No es difícil imaginarlos –por ejemplo, e hipotéticamente–, siendo trasladados por oleadas, durante las primeras décadas de expansión imperial, a la Bulgaria de hoy, al sur o margen derecha del Danubio. Tampoco es difícil imaginar que, duros e indóciles como habían sido con sus conquistadores romanos, muchos de ellos atravesaran el Danubio para establecerse en la Dacia, fuera del alcance del yugo imperial.

Allí la masiva presencia peninsular griego–catalana fue sin duda perfilando paulatinamente el carácter latino al idioma del pueblo nativo.

Debe sin embargo tenerse en cuenta otro aspecto importante. Y es que las características de la resistencia peninsular contra los romanos nos permiten imaginar a muchos de los más cultos, prósperos y experimentados griego–catalanes siendo expulsados de sus tierras y llevados a esos pobres, poco poblados y poco desarrollados territorios de Bulgaria, y de donde huyeron hacia los no menos pobres y poco poblados de la vecina Dacia.

Así, su influencia de todo orden en el territorio al que llegaron debió ser relativamente grande, asombrando con sus conocimientos a los nativos. Ello, sin duda, les concedió gran ascendiente. Y esto, a su turno, facilitó la dispersión en ese territorio del “idioma” –o, mejor, de la mezcla de idiomas latinos– que traían.

Cientos y miles de descendientes de esos griego–catalanes habrían ido naciendo, creciendo y multiplicándose en la Dacia, pero conservando en la mente el orgullo y amor por su patria de origen y su profunda identificación como griego–catalanes.

Si grupos enteros de población griego–catalana habían sido expulsados de su tierra en el siglo II aC, no debió ser insignificante –respecto de la población nativa– el número de los descendientes e hijos mestizos de los migrantes asentados en la Dacia, hacia el siglo II dC, al cabo de cuatro siglos de estancia, cuando Trajano emprendió la conquista de esos territorios y su incorporación al imperio.

La Dacia (Rumania) fue una de las últimas conquistas imperiales. ¿Por qué la emprendió Trajano y no alguno de sus predecesores? ¿Sería acaso porque Trajano fue el primer hombre que llegó a ser emperador romano habiendo nacido precisamente en España y, sin duda, habiendo aprendido de niño el idioma de los peninsulares?

Es verosímil pues que Trajano hubiera considerado que la avanzada peninsular que de hecho estaba instalada en la Dacia facilitaba enormemente el sometimiento de ese territorio. Y que el idioma común entre él y esa avanzada facilitaba también las cosas. Y no debería extrañarnos que, por iniciativa del propio Trajano, la conquista de la Dacia hubiera reportado grandes beneficios a más de uno de los descendientes de los trasplantados griego–catalanes allí asentados.

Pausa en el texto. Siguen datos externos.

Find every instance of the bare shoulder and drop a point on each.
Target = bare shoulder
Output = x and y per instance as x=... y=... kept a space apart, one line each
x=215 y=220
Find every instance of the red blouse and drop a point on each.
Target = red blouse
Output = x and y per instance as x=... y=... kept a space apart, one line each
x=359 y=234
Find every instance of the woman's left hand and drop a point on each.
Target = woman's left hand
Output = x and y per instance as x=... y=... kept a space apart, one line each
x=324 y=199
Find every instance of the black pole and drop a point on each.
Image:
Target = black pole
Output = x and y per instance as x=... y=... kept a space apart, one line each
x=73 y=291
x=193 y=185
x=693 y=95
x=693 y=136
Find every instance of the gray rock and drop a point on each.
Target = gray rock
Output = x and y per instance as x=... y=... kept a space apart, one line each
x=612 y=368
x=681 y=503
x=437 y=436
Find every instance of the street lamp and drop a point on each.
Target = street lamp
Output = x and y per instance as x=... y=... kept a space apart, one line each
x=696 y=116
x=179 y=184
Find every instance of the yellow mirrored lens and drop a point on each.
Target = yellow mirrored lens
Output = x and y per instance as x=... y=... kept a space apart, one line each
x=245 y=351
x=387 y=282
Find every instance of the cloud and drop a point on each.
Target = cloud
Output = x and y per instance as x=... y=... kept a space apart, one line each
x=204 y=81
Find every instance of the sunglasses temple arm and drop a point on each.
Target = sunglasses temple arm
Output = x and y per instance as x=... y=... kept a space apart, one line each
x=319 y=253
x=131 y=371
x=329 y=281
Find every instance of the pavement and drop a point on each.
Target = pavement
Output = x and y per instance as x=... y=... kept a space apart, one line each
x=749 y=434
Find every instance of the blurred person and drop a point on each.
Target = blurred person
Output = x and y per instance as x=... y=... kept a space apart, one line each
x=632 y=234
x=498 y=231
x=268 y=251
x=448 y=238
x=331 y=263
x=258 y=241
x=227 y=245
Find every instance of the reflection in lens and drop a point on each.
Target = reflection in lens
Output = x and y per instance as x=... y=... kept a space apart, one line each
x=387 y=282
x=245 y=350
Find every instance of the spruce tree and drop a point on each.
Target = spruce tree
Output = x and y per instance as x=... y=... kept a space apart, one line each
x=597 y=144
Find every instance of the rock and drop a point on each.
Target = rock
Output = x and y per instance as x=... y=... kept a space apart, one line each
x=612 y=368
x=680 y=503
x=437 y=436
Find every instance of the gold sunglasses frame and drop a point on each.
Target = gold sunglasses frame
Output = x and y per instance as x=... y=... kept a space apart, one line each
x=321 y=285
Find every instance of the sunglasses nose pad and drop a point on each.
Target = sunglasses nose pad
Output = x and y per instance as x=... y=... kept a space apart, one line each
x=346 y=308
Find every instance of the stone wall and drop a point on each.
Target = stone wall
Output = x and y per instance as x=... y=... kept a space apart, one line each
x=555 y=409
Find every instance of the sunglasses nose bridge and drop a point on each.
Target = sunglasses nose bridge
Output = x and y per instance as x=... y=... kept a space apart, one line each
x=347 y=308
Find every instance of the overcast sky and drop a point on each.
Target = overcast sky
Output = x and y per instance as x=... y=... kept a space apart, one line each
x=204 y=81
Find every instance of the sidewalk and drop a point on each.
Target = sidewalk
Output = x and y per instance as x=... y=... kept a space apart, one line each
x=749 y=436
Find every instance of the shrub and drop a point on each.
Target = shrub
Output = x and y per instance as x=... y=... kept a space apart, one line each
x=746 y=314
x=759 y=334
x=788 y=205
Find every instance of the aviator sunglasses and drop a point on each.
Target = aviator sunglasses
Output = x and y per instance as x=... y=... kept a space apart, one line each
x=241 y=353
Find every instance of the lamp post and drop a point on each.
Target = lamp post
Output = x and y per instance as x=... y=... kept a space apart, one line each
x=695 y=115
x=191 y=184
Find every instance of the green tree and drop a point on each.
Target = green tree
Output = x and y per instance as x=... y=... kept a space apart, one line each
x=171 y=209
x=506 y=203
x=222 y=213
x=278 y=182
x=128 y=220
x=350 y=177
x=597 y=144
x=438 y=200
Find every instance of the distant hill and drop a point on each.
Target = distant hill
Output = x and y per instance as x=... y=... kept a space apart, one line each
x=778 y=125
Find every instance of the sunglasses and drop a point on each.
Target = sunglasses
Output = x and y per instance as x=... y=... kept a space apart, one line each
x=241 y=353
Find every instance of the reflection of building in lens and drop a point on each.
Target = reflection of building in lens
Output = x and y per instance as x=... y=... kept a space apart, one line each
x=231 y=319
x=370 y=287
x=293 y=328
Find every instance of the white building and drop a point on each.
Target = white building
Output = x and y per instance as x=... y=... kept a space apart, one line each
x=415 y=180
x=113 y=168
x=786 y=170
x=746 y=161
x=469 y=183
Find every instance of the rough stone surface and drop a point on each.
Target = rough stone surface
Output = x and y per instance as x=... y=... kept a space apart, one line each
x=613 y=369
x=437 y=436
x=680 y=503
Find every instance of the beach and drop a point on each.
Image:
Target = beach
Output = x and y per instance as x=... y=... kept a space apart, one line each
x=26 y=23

¿Qué caractarísticas tuvo la conquista romana de la orilla norte del Danubio –en la Dacia–? No hemos encontrado información pertinente, mas en el contexto que venimos desarrollando, no sería de extrañar que esa conquista romana hubiera tenido, más que militares, ribetes político–administrativos. En todo caso ello puede desprenderse de la siguiente afirmación del historiador español Rafael Altamira: los visigodos vivieron “mucho tiempo en contacto pacífico con los romanos” .

¿Cómo explicar ese “contacto pacífico”? Pues es muy probable que por el hecho de que las presunciones de Trajano fueron acertadas. Esto es, que la comunidad idiomática con la avanzada peninsular asentada en la Dacia ya varios siglos, reportó magníficos resultados de intermediación y entendimiento entre las huestes de Trajano y los habitantes de la Dacia. Así, la animosidad contra los nuevos contingentes romanos, tanto de los nativos originarios, de sus viejos huéspedes descendientes de griego-catalanes y de los comunes hijos mestizos de ambos grupos, quizá ni siquiera existió o, en su defecto, fue menor que la de otros pueblos conquistados.

Sobre las características de la población asentada en la Dacia que encontraron las legiones de Trajano, hay un aspecto complementario en el que generalmente poco se repara, pero que es de enorme importancia. En efecto, después de los enfrentamientos de resistencia durante la conquista de la península Ibérica en el siglo II aC, y luego de las represalias y genocidios perpetrados por los romanos, no debemos estar muy lejos de la verdad si estimamos que, en su gran mayoría, la población exiliada de griego–catalanes que llegó a la Dacia estuvo conformada mayoritariamente por mujeres, niños y ancianos. Esa población trasplantada, a la que nos resistimos a imaginar autoextinguiéndose, sólo pudo pervivir mezclando su sangre con la de los nativos de la Dacia.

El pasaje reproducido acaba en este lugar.